Alguns,
romanticamente, pensam que Cristo é contra a guerra, e só querem a
"paz". Uma paz que seria simples ausência de luta, fazendo de Jesus
um pacifista.
Ora, o Evangelho
apresenta uma visão completamente oposta a esse pacifismo sentimental, que é
essencialmente injusto.
Nosso Senhor
preveniu que por causa dEle haveria muitas divisões e lutas.
Já quando Ele
foi apresentado no Templo, quarenta dias após o seu nascimento, o profeta
Simeão disse a Nossa Senhora: "Eis que este menino está posto para ruína e
ressurreição de muitos em Israel, e para ser alvo de contradição" (Luc.
II, 34).
E o próprio
Cristo nos disse:
"Julgais
que vim trazer a paz à terra? Não, vos digo eu, mas a divisão; porque de hoje
em diante, haverá numa casa cinco pessoas, divididas três contra duas, e duas
contra três. O pai contra o filho, e o filho contra o pai; a mãe contra a
filha, e a filha contra a mãe; a sogra contra a nora, e a nora contra a
sogra" (Luc. XII, 51-53).
E em São Mateus
se acha o mesmo texto sobre o qual você me consulta:
"Não
julgueis que vim trazer a paz à terra; não vim trazer a paz, mas a espada.
Porque vim separar o filho de seu pai, e a filha de sua mãe, e a nora de sua
sogra. E os inimigos do homem serão os seus próprios domésticos" (Mt. X,
34-36).
Qual a razão
dessas profundas divisões trazidas pela doutrina de Cristo, que separará até
mesmo os parentes mais chegados?
É que a verdade
atinge o mais profundo do homem. E, da adesão ou repulsa da verdade trazida por
Cristo, nascem essas divisões.
O homem, que
prefere gozar a vida, não tolera a verdade de Cristo, e então procura
combatê-la. Os que querem fazer antes de tudo, a vontade de Deus, aceitam a
verdade anunciada por Cristo, e querem fazer a sua vontade, colocando o servir
a Deus acima até do amor aos parentes. Os que querem fazer a sua própria
vontade rejeitam a verdade ensinada por Cristo, e procuram combatê-la. Daí, as
divisões. Daí, a guerra continua, na História, entre os filhos de Deus e os
filhos do demônio.
Essa é a guerra
trazida por Cristo. Exatamente como foi predito no Gênesis, quando Deus disse,
ao amaldiçoar a serpente:
"Colocarei
inimizades entre ti (o demônio) e a mulher (a Virgem Maria), entre a tua raça
(os filhos do diabo) e a dela (os filhos de Nossa Senhora), e Ele mesma te
esmagará a cabeça" (Gen. III, 15).
Isto é o
contrário do que ensina o liberalismo, triunfante, hoje em dia.
O liberalismo,
seguindo as mentiras pregadas por Rousseau, considera que o homem é bom, sem
ter nenhuma inclinação para o mal e para o erro. Para Rousseau, não haveria
pecado original, e, conhecendo a verdade, o homem a aceitaria sempre.
Ora, é o
contrário disso que acontece.
Normalmente, o
homem não gosta da verdade, porque ela lhe traz obrigações. A mentira é cômoda.

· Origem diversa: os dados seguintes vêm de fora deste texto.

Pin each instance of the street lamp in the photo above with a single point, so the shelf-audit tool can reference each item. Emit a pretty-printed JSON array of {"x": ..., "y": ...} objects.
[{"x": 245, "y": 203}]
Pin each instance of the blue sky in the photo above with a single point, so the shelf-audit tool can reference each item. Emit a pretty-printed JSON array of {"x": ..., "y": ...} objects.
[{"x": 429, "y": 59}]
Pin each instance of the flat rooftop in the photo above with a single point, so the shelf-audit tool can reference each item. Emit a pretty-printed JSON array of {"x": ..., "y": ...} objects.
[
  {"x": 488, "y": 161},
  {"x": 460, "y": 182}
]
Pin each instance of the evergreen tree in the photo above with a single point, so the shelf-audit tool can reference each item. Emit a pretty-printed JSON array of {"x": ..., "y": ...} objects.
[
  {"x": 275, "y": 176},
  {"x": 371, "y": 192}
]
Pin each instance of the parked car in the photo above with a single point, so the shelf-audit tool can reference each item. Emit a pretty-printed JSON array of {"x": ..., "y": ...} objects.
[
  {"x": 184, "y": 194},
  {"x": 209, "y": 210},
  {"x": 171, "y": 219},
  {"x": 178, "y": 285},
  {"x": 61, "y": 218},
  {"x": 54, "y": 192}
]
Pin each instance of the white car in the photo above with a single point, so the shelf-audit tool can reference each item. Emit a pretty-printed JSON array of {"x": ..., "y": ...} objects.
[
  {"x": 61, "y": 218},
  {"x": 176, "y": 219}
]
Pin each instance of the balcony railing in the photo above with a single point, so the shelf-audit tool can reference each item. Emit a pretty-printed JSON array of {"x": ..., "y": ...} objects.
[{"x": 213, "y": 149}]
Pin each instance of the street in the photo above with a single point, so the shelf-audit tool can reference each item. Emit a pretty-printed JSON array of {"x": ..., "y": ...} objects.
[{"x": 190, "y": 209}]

A mentira não nos obriga a nada. Servimo-nos dela como de uma escrava, enquanto
nos é conveniente. Desde que a mentira não nos convenha mais, nós a expulsamos,
denunciando a sua falsidade.
A verdade é
nossa rainha, que nos impõe obrigações. Por isso, resistimos à verdade. E
preferimos a mentira. Dai a verdade de Cristo ter produzido tanto ódio contra
Ele.
Na história,
Cristo estabeleceu a sua Igreja para ensinar a única verdade, e contra ela o
demônio suscita sempre heresias, calúnias e mentiras. Por isso, a Igreja é
chamada militante, e não pacifista.
Por isso, Cristo
instituiu um sacramento, o Crisma -- que nos torna soldados de Cristo. É para
seus soldados, para aqueles que compreendem que o crisma deve ser vivido na
luta pela defesa da Fé que Cristo deixou a espada. E a espada que Ele nos
deixou não é para fazer tricô. É para combater. Porque só o combate para
estabelecer a verdade e a justiça impõe a ordem, e só com a ordem e a justiça
existe a paz. A paz é obra da justiça. Opus justitiae, pax . Justiça e paz se
beijaram (Sl.LXXXIV, 11) por que uma não existe sem a outra. E a justiça só se
estabelece, muitas vezes, com o uso da espada. A espada da verdade.
Hoje só se fala
em paz. Mas é a paz dos maus, fundada na injustiça. Cabe então muito aos que
hoje falam de paz o que o profeta Jeremias dizia dos maus sacerdotes de seu tempo,
que causaram a guerra e a destruição de Jerusalém:
"Eles
curavam as chagas das filhas de meu povo com ignomínia, dizendo: Paz, paz,
quando não havia paz" (Jer. VI, 14).
Porque "Não
há paz para os ímpios, diz o Senhor Deus" (Isaias, XXII, 57, 21).